Au début, un cancer de l’estomac est souvent asymptomatique. Les symptômes qui apparaissent ensuite peuvent être : de la fatigue, une perte d’appétit, des douleurs abdominales et une perte de poids.
Comment se déclenche un cancer de l'estomac ? Quels sont les facteurs de risque ?
Le cancer de l’estomac résulte d’une prolifération anormale des cellules de la muqueuse gastrique. Ce processus est multifactoriel et peut être favorisé par plusieurs éléments, notamment l’infection à Helicobacter pylori, le tabagisme, l’âge, les antécédents familiaux ou encore une alimentation riche en sel et en aliments transformés.
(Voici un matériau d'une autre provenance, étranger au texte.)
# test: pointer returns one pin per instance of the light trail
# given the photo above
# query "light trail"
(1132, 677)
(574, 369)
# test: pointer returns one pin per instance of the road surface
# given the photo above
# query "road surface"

À quel âge apparaît le cancer gastrique ?
La moyenne d’âge des patients atteints d’un cancer de l’estomac est de 70 ans.
Quelle est l'espérance de vie avec un cancer de l'estomac ?
Le taux de survie d’un cancer de l’estomac varie en fonction du stade de la maladie : s’il est détecté tôt, le taux de survie est situé entre 50 et 80 %. Si le traitement commence à un stade plus avancé, le taux de survie est généralement inférieur à 30 %, voire à 10 % au stade métastatique.